When we perform the same calculation multiple times, it’s smart not to have to write the same code again, it makes the code more readable and reduces the chance of making errors. The way to avoid this is by using functions, a function in Python defines a recipe that is executed when it is called.

Above, we have for example used the function print to write output. A function is defined like this

def my_function(a, b):
    result = a * b 
    return result

It’s important that the function is indented (pushed to the right) as Python needs this to read it. When a function is defined as above, the calculation is not performed, just like writing down a recipe doesn’t make a meal, only when the function is “called” is it executed

my_function(6, 7) # Would give 6*7 = 42

Complete the function below so it calculates the percentage of value out of total.

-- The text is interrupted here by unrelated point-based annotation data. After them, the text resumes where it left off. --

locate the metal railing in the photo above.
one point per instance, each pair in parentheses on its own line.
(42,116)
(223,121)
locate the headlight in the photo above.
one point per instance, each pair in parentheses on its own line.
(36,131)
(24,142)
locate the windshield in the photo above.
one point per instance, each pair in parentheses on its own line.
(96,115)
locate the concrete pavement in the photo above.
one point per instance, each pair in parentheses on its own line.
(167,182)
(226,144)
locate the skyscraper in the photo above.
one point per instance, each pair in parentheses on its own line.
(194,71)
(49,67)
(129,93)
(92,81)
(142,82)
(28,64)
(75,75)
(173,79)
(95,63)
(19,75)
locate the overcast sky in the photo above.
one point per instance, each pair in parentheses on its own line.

def percentage(value, total):
    result = ... # Replace ... with your code.
    return result

We can then use the function to calculate the percentages

brain_pct = percentage(brain_cells, total_cells)
liver_pct = percentage(liver_cells, total_cells)
skin_pct = percentage(skin_cells, total_cells)
print(brain_pct, liver_pct, skin_pct)

0.23243243243243245 0.6486486486486486 4.324324324324325

(f) Special functions

Note

We have now seen that we can use Jupyter notebooks as a calculator to make calculations with the basic arithmetic operations. However, we often need to calculate power functions, square roots, exponential functions or logarithms.

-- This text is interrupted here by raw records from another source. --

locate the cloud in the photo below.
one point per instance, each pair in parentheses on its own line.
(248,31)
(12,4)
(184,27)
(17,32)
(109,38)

Fortunately, this is also easy with Python, as we can use a package that implements these operations as functions - specifically numpy.

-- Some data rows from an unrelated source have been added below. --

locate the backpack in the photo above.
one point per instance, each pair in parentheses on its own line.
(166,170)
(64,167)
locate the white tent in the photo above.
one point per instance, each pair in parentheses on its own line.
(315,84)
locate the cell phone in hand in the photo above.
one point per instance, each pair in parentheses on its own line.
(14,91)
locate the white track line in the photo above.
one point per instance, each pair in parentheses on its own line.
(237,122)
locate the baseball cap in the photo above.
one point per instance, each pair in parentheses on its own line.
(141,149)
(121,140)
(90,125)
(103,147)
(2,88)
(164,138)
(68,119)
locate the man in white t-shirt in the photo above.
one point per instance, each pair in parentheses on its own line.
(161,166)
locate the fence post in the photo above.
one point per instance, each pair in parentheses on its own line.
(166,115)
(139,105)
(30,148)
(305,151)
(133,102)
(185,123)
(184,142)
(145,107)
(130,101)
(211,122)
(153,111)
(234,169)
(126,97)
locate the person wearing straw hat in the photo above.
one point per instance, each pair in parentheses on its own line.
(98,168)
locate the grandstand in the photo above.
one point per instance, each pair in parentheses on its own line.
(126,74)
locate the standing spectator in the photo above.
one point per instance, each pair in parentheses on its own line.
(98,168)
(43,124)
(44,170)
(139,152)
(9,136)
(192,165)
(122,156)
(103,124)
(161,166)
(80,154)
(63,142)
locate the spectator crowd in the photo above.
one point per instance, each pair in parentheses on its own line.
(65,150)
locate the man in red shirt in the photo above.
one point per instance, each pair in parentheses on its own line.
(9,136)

Power functions, i.e., \(x^k\) can be calculated as

x**k

The other three can be calculated with NumPy as

np.sqrt
np.exp
np.log

Use numpy functions to calculate the following

\(6.4807^2\)
\(\sqrt{1764}\)
\(e^{3.737669}\)
\(\log{(66.6863)}\)

import numpy as np # This imports NumPy so we can use the functions.

result_1 = ... # Your code here
result_2 = ... # Your code here
result_3 = ... # Your code here
result_4 = ... # Your code here

print(result_1, result_2, result_3, result_4)

Code

import numpy as np

2 Functions & arrays

Previously we looked at functions, we will build on that now. Remember that a function is a recipe that describes how a calculation should be performed that can be reused many times.

A function is defined with def followed by its name and its parameters (also called arguments) are placed in the parentheses.

def my_function(a, b):
    result = a * b 
    return result

The function is only executed when it is called, in this case for example

my_result = my_function(6, 7)
print(my_result)

Where we now have the output of the function in the variable my_result.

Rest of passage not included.